Here’s how the Austin Chronicle summarized it:

“The letter, signed by 39 leading experts from across the country and around the world, presents the court with evidence not only that Noblitt was, and is, unqualified to serve as an expert at all, but also that ‘ritual abuse’ is a topic unsupported by any empirical research. Indeed, at trial the state called Noblitt to describe how the children’s allegations against the Kellers were believable and to avow that the allegations comported with ‘behaviors associated with so-called ritual abuse,’ reads the letter.

“ ‘In summary, the world portrayed by Dr. Noblitt is one in which thousands of cult abusers have infiltrated respectable society, and specifically daycare centers, in order to operate a clandestine subculture engaged in massive levels of felonious criminality,’ reads the letter. To the contrary, Harrington writes, there is not now, nor was there in the early ’90s, any mainstream support for, or scientific evidence to demonstrate, that ritual abuse is a real phenomenon. ‘In conclusion, Dr. Noblitt stated in testimony at trial that there is little controversy about his descriptions of ritual abuse,’ reads the letter. ‘This statement was not factually true in 1992, and is less true today.’ ”

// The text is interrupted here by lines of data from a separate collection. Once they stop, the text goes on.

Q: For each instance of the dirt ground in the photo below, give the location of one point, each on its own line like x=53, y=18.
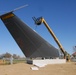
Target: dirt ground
x=25, y=69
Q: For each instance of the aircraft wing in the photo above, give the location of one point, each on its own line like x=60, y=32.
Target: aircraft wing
x=31, y=44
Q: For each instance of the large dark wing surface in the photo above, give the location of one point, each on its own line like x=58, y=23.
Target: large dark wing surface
x=31, y=44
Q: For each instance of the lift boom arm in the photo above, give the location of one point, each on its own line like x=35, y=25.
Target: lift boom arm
x=40, y=20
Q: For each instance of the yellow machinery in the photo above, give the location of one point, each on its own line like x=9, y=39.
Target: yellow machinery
x=40, y=20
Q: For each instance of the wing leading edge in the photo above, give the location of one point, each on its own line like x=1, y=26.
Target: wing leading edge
x=31, y=44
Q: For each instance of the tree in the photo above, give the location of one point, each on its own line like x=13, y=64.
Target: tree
x=16, y=56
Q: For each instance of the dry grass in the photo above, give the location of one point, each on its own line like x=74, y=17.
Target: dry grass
x=24, y=69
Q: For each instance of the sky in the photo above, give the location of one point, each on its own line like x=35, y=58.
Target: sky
x=59, y=14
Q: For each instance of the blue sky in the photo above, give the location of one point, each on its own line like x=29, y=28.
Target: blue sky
x=59, y=14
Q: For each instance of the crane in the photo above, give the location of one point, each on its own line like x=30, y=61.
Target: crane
x=39, y=21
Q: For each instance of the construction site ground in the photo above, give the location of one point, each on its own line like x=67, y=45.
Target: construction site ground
x=25, y=69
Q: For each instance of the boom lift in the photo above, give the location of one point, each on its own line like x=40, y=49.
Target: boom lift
x=40, y=20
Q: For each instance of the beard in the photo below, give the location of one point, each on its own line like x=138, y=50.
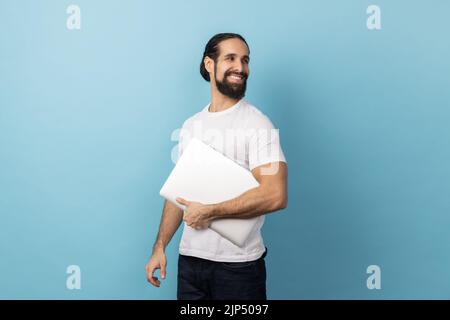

I have long wondered: Why do the Ann Wolbert Burgesses, the Susan J. Kelleys, the Mark “Where there’s smoke…” Eversons and the Randy Noblitts continue onward in their careers while their victims get not even a ‘Gee, sorry, guess I was wrong’?

How do professionals, however dubiously credentialed, manage to keep their licenses and their jobs after testifying so confidently, so misleadingly and so destructively against defendants such as the Kellers and Bob Kelly?  What can be done to hold them accountable?

Dr. Harrington, who teaches at the Chicago School of Professional Psychology, says this question sometimes comes up in his class on mental health law.

“The answer, for better or worse, is ‘nothing,’ “ he says. “When you look at an ‘expert’ like Dr. James Grigson in the case of Barefoot v. Estelle, it becomes very clear that there is no remedy for dealing with bad ‘experts.’

“The best one can hope for is that sufficient scientific evidence exists to prevent such a person from getting on the stand in the first place, or that the jurors are wise enough to discard the fallacious testimony. But there really is little that can be done after the fact, except to try to exonerate those who are factually innocent.”

Grigson was a Dallas psychiatrist notorious for persuading juries that defendants deserved capital punishment.  “Dr. Death,” as he was known, was expelled from the American Psychiatric Association and the Texas Society of Psychiatric Physicians but kept his license and continued to practice.